ARIADNE3D seeks to develop a scalable, high performance and high functionality data storage and exploration system for integrated 3D urban remote sensing data. I have been working on ARIADNE3D since 2017. We use Hadoop, MapReduce, HBase, Spark as the core technologies to develop solutions for management, integration, and analysis of 3D urban data on distributed computing infrastructures.
Research outcome to date:
This presentation to the OGC Point Cloud DWG highlights the requirement for development of point cloud data access services to off-load heavy data management and data access tasks from point cloud application development. Most of the existing point cloud services are developed for data warehousing and data visualization purposes, which consider only raw point clouds. We envision that point cloud data can also be enriched with computation/simulation data in an incremental manner to be used as a final urban model or a new type of spatial resource for further enrichment. As enriched points clouds become more popular, data service development needs to take into account this more complex type of spatial data.
A scalable solution for handling large full waveform LiDAR datasets is introduced in this paper. The work involves a full waveform database built atop HBase. By combining a 6-dimensional Hilbert spatial code and a temporal index into a compound indexing key, the database system is capable of supporting multiple spatial, temporal, and spatio-temporal queries.
This paper presents our investigation of 4 different data models for storage of point clouds in HBase - the distributed, key-value data store within the Hadoop ecosystem. The paper shares the lessons learned and reassesses several well-known point cloud management techniques in the context of the key-value database.
RETURN (Rethinking Tunnelling in Urban Neighbourhoods) is an EU-funded ERC project aiming to create an automated pipeline from aerial laser scanning to city-scale computational modelling. I joined RETURN in 2013 as a PhD candidate at UCD School of Civil and Environmental Engineering.
My contributions to RETURN include:
This aerial data collection acquired in March 2015 include an exclusively dense airborne LiDAR dataset (discrete and full waveform at more than 300 pulses/m2), and a photogrammetry dataset (oblique and multi-spectral nadir imagery data). I was tasked with evaluating and indexing the data records for publishing on the NYU Spatial Data Repository.

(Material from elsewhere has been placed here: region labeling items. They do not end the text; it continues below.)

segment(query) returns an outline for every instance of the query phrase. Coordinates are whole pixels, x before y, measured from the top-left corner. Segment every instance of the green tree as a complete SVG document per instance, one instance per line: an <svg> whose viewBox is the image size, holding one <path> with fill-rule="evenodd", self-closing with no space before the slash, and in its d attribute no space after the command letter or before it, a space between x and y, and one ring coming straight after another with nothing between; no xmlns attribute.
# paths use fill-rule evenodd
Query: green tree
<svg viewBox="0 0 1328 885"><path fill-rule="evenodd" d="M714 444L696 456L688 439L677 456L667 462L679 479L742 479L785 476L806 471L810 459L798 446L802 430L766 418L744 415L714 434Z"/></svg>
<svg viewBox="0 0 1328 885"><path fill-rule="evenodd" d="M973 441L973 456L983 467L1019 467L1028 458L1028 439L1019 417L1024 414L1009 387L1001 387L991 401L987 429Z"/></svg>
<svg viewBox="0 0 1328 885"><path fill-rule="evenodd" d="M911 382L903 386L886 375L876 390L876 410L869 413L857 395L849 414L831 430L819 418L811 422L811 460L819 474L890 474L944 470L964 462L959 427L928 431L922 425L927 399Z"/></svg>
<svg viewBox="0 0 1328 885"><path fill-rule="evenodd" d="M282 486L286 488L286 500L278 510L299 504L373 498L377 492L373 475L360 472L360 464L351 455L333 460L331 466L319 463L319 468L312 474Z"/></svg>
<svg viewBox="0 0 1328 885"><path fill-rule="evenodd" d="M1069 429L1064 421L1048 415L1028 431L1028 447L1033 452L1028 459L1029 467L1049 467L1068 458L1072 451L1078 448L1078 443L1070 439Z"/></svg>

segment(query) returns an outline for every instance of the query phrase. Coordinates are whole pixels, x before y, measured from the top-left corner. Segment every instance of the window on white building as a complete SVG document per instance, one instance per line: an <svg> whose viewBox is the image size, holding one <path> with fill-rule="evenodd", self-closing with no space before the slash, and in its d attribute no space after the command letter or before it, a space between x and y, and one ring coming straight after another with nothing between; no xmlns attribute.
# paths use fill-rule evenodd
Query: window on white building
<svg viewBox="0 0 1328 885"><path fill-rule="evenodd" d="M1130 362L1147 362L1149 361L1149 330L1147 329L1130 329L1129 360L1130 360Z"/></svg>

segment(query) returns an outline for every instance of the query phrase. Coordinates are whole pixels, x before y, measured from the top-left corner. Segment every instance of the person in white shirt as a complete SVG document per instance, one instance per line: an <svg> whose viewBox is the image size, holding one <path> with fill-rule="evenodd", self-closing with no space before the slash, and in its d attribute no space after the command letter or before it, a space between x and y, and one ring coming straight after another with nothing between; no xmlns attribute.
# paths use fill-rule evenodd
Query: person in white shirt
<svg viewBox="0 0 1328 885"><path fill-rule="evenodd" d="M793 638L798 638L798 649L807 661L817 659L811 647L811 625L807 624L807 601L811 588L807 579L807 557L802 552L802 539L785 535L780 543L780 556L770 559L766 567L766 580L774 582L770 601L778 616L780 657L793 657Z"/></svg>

This research published on ISPRS integrates an octree spatial structure with a region growing segmentation algorithm to accelerate the data processing speed without significantly compromising the output accuracy. The octree structure is used in this paper to: (1) organize the point data (i.e. indexing); (2) construct a rasterised representation of input point cloud (i.e. a simplification); and (3) define groups of neighboring points for feature estimation.
This paper published on ISPRS presents an approach for storing and indexing full waveform laser scanning data in a relational database environment, while considering both the spatial and the temporal dimensions of that data. The purpose of data indexing is, of course, to make the data searchable or accessible. Two indexing concepts (i.e. simple index and hybrid index) were implemented and evaluated. The implementations were based on Data Cartridges, an Oracle framework for developing software plugins to extend the database's behaviours (i.e. full waveform indexes and spatio-temporal queries).
This work proposes an approach for the management of discrete LiDAR point clouds in a relational database. The approach uses multiple data indexing layers: a top layer with two-dimensional, Hilbert coded, rectangular grid and a bottom layer with multiple, in-memory, 3D octrees. The hybrid indexing mechanism is aimed to speed up spatial queries. In addition, the index is able to support a region growing algorithm running on the server side.
This work, winning the First Prize in the 2015 Data Fusion Contest, introduces a strategy for detecting roads from a fusion of a dense LiDAR dataset and a high resolution imagery dataset. The data processing strategy is based on the high variations of slope and elevation along road curbs. In addition, the paper describes a complete out-of-core data pipeline, including data fusion, management, classification, and processing, which is a robust workflow for analysing a large amount of airborne LiDAR data.